Breizh Info : C’est surtout une ferme qui travaille des produits au lait cru sans avoir la patente exigée normalement de tout autre agriculteur et sans avoir de contrôles d’hygiène, dans des locaux qui sont loin d’être ad hoc…
Julien : C’est injustifiable. Mais justement la régularisation était le moyen d’arriver à bout de tout ça.
Breizh Info : D’un côté, la régularisation des cabanes, surtout en zone humide, semblait difficile… ?
Julien : La destruction des cabanes est en soi une bonne chose, elles étaient très difficiles à régulariser. Mais là, si l’évacuation entraîne la suppression de tous les lieux avec un projet agricole, excusez-moi, mais c’est du fist de la part de l’Etat.
Breizh Info : Vous disiez que les zadistes étaient un peu responsables de la situation, et pas seulement parce que certains « irréductibles » ont refusé tout accord avec l’Etat ?

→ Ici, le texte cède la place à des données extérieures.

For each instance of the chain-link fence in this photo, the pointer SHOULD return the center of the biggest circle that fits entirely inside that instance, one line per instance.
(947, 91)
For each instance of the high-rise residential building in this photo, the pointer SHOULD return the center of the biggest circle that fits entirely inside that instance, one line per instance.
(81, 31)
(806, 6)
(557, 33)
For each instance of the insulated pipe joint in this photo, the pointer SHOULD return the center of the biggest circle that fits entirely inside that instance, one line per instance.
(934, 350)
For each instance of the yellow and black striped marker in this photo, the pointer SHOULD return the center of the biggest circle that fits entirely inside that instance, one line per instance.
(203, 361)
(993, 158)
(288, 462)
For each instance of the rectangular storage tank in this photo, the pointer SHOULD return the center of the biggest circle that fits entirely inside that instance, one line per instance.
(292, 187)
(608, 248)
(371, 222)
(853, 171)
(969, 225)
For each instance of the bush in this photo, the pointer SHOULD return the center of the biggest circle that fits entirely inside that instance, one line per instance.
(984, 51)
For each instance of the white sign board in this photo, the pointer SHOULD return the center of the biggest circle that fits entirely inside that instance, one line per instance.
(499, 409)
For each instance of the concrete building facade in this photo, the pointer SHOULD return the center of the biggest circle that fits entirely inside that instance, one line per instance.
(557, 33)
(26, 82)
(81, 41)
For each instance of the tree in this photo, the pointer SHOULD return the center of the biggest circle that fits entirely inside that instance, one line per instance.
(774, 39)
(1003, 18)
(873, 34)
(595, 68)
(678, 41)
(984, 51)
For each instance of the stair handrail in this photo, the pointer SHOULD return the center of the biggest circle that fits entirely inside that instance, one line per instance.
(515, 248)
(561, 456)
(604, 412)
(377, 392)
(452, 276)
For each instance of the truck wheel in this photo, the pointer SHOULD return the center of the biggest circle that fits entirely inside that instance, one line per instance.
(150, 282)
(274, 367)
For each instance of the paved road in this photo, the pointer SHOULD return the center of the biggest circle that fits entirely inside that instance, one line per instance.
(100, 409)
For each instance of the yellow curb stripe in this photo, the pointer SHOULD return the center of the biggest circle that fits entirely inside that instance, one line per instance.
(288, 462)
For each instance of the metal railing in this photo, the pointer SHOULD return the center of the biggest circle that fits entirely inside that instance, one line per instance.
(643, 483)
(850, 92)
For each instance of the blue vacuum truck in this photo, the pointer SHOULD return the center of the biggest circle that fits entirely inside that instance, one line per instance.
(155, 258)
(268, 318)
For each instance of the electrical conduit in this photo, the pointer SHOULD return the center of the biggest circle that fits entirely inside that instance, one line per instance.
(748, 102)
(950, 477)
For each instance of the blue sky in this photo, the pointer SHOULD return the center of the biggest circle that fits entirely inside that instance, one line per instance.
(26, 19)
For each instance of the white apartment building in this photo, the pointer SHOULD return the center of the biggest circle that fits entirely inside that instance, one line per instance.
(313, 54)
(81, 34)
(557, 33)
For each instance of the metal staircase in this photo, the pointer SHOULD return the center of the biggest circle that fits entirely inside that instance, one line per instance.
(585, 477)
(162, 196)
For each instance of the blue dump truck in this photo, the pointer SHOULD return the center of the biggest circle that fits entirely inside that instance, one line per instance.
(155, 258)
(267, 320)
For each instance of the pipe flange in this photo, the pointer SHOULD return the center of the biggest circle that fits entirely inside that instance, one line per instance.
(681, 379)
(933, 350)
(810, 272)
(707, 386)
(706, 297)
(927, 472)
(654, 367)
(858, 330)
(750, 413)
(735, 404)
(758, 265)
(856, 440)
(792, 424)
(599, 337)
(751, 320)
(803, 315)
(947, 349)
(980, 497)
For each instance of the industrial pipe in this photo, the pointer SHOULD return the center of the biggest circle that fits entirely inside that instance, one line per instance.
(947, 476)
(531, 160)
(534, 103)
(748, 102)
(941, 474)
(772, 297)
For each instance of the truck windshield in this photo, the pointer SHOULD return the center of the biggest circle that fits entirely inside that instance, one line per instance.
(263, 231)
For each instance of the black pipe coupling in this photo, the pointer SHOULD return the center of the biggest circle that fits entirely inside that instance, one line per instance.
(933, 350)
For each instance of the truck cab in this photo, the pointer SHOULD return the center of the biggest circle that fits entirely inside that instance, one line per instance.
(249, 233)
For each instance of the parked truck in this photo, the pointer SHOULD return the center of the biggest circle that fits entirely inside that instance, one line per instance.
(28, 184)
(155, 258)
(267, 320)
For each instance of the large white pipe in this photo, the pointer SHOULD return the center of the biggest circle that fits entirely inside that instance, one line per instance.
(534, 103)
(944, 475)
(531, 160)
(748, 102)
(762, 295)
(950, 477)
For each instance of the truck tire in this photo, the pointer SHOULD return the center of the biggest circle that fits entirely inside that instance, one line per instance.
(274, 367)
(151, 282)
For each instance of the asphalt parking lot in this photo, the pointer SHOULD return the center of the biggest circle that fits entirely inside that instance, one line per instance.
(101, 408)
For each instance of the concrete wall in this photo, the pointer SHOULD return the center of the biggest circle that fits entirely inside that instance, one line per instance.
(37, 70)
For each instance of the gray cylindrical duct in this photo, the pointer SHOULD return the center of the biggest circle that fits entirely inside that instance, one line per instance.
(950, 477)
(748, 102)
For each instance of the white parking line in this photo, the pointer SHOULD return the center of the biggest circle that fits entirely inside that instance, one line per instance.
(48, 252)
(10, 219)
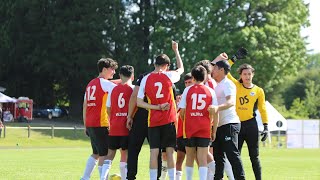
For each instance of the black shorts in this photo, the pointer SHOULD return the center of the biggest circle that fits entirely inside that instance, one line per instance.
(181, 144)
(162, 136)
(197, 142)
(117, 142)
(99, 140)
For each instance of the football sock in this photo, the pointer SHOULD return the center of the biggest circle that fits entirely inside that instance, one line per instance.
(153, 174)
(123, 170)
(91, 163)
(164, 171)
(203, 172)
(178, 175)
(189, 172)
(228, 169)
(105, 169)
(172, 173)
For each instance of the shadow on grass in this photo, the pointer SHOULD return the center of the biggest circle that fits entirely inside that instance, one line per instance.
(70, 134)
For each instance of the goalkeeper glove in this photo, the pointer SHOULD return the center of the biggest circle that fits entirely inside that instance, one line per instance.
(240, 54)
(264, 133)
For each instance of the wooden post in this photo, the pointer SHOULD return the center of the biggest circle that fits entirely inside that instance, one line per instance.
(75, 132)
(4, 131)
(28, 131)
(52, 132)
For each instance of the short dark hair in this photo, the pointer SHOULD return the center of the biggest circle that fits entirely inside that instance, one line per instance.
(199, 73)
(162, 59)
(126, 70)
(206, 64)
(225, 65)
(243, 67)
(106, 63)
(187, 76)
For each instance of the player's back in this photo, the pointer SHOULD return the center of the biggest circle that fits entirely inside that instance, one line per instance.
(158, 89)
(120, 97)
(96, 98)
(197, 120)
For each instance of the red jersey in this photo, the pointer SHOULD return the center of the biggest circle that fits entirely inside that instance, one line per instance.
(180, 125)
(118, 101)
(157, 87)
(196, 100)
(96, 97)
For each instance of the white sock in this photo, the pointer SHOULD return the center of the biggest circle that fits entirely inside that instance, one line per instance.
(203, 172)
(123, 170)
(210, 174)
(172, 173)
(164, 171)
(212, 166)
(228, 169)
(91, 163)
(153, 174)
(189, 172)
(178, 175)
(100, 170)
(105, 169)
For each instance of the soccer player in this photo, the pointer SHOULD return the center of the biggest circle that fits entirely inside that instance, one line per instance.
(117, 107)
(137, 123)
(210, 82)
(157, 87)
(197, 121)
(181, 148)
(249, 98)
(229, 124)
(95, 117)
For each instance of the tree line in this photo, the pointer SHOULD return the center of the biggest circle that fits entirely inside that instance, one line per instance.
(49, 48)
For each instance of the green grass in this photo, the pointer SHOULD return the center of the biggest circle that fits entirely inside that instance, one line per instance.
(64, 157)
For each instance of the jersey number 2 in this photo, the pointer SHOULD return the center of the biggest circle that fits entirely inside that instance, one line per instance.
(158, 94)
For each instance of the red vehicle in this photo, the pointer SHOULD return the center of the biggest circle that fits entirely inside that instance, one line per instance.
(14, 109)
(24, 108)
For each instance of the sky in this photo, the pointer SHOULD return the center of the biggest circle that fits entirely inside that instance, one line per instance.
(313, 31)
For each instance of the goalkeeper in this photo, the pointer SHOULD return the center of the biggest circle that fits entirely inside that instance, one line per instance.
(249, 98)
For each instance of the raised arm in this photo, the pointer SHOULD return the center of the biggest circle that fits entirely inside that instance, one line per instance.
(175, 48)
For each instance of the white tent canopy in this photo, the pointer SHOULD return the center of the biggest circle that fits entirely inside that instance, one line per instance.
(4, 98)
(276, 121)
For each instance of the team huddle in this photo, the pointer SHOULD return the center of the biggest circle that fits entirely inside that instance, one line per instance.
(207, 124)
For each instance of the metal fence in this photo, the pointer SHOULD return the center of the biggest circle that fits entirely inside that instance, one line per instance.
(29, 128)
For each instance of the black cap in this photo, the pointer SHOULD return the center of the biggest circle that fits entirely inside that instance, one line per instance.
(223, 64)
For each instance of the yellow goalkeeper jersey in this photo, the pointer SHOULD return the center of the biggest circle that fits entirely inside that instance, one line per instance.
(248, 100)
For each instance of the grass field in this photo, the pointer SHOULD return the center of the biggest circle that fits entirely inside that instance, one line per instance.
(64, 157)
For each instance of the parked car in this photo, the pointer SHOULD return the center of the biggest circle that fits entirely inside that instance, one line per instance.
(50, 112)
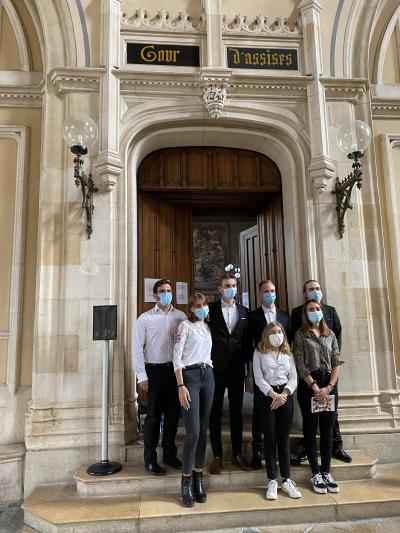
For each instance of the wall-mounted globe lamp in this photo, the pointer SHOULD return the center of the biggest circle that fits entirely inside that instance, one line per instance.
(80, 132)
(353, 139)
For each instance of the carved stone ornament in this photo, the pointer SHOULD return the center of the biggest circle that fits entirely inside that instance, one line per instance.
(260, 25)
(163, 21)
(214, 98)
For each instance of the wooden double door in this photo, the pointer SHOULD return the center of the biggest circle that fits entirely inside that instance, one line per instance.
(175, 183)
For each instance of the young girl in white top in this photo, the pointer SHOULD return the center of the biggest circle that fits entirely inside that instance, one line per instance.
(195, 378)
(275, 375)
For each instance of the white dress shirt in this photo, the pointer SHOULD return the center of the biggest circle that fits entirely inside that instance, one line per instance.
(230, 313)
(153, 339)
(270, 313)
(270, 371)
(194, 346)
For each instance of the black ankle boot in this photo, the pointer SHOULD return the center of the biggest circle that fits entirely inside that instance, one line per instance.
(186, 489)
(198, 488)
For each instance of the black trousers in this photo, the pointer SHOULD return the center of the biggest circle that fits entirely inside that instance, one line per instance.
(200, 384)
(326, 421)
(161, 398)
(234, 382)
(276, 425)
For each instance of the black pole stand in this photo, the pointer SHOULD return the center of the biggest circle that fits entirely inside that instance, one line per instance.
(105, 467)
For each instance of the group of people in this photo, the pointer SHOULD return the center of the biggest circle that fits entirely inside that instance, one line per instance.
(187, 363)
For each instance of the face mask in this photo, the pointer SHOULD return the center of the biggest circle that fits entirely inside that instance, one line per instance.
(230, 293)
(314, 295)
(315, 316)
(201, 312)
(165, 298)
(276, 339)
(269, 298)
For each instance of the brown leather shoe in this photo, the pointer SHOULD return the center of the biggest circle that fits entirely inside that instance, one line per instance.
(241, 462)
(215, 467)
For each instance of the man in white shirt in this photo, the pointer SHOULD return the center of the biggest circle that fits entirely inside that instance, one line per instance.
(152, 354)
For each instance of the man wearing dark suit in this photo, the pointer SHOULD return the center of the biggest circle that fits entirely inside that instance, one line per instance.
(312, 291)
(266, 313)
(228, 323)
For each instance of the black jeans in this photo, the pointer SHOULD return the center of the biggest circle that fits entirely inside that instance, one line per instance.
(161, 398)
(276, 425)
(200, 384)
(326, 422)
(234, 382)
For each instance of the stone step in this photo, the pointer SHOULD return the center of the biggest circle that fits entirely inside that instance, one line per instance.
(133, 479)
(59, 509)
(134, 450)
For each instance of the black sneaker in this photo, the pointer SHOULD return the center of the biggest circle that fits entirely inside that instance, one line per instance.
(330, 483)
(319, 484)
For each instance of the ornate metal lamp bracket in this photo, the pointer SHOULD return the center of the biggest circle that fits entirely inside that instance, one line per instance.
(343, 189)
(85, 181)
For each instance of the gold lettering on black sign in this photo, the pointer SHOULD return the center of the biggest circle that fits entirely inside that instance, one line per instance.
(262, 58)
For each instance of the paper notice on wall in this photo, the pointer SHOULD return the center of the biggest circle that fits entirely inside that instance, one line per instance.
(148, 289)
(245, 299)
(181, 292)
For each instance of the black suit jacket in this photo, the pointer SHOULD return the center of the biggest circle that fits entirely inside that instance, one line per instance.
(229, 350)
(330, 316)
(257, 324)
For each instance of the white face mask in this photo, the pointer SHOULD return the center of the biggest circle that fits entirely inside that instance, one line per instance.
(276, 339)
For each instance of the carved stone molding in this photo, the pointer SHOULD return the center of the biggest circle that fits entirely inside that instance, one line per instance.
(163, 21)
(76, 80)
(215, 83)
(22, 96)
(261, 26)
(383, 108)
(349, 90)
(321, 170)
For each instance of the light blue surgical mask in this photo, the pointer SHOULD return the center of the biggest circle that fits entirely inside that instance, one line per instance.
(165, 298)
(201, 312)
(315, 295)
(230, 293)
(315, 317)
(269, 298)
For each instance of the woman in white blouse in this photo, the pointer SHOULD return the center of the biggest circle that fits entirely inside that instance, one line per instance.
(195, 379)
(275, 375)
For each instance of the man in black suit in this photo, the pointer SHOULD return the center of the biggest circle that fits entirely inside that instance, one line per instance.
(228, 323)
(266, 313)
(312, 291)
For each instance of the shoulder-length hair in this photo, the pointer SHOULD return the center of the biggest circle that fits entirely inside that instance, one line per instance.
(306, 325)
(194, 299)
(265, 346)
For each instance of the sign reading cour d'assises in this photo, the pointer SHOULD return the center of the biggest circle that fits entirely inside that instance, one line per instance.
(263, 58)
(174, 55)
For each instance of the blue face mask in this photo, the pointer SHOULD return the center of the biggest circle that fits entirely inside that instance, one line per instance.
(315, 317)
(165, 298)
(230, 293)
(315, 295)
(201, 312)
(269, 298)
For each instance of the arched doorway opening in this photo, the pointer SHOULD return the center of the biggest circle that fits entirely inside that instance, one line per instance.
(200, 208)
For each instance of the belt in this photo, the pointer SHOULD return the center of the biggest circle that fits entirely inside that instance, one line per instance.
(197, 365)
(168, 363)
(278, 388)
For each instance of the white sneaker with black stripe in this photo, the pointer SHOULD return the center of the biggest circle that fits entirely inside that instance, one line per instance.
(330, 483)
(319, 484)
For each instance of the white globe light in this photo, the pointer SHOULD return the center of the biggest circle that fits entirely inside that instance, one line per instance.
(354, 136)
(80, 130)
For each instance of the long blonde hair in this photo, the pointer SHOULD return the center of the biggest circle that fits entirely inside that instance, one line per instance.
(265, 346)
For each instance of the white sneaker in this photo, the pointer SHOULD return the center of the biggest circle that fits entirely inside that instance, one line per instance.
(290, 488)
(272, 490)
(319, 484)
(330, 483)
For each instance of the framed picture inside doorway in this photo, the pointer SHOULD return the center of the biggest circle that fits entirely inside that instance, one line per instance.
(210, 251)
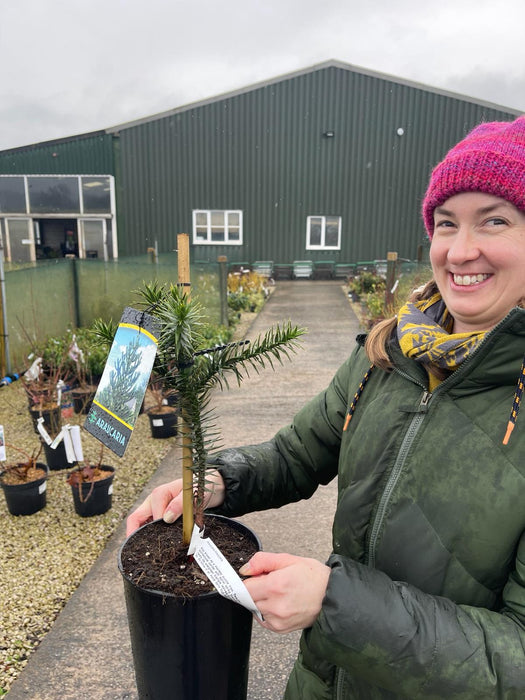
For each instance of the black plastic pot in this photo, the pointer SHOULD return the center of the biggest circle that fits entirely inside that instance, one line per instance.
(163, 425)
(52, 418)
(26, 499)
(188, 648)
(94, 498)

Julien : J’en veux aux zadistes car ils nous ont mené dans ce merdier, et je ne suis pas le seul à le penser. Il est temps pour eux de déposer des projets individuels comme les pouvoirs publics le leur ont demandé, et pas des conventions collectives hors délais.
Breizh Info : Il est assez remarquable de constater le changement de climat par rapport à 2012. Et pas seulement parce que l’aéroport a été abandonné. La ZAD est devenue, peut-être au corps défendant de l’ACIPA, le soutien à de nombreuses causes sans rapport avec l’objet initial – la convergence des luttes d’extrême-gauche, comme la Wardine, structure stratégique pour une partie de l’ultra-gauche locale bien contente de profiter de l’abri qu’offre la ZAD, les migrants, le ravitaillement « des luttes » ou des squats, des abris pour marginaux ou drogués… nombre de riverains ou soutiens de la lutte en 2012-2013 nous disent en substance « nous nous sommes battus contre l’aéroport, mais pas du tout pour toutes ces causes, on ne peut plus soutenir la ZAD… ». Qu’en pensez-vous ?
Julien : Ce n’était pas du tout prévu. En 2012 on a eu beaucoup d’adhésions qui ont fait dériver l’objet et le centrage initiaux de l’association. Il y a des gens qui ne comprennent pas que l’ACIPA n’est pas une structure nationale et gauchisante, mais une association locale qui pense qu’une route c’est fait pour rouler [la RD 281]. Il y a des tensions internes fortes à l’intérieur de l’association sur ces sujets.
Breizh Info : Quel est votre avis sur l’avenir de l’ACIPA ?
Julien : C’est un fantôme sur pattes. On arrête car on a gagné et beaucoup de nous n’ont pas l’intention de passer leur vie à gérer l’avenir de la ZAD voire à défendre des gens indéfendables.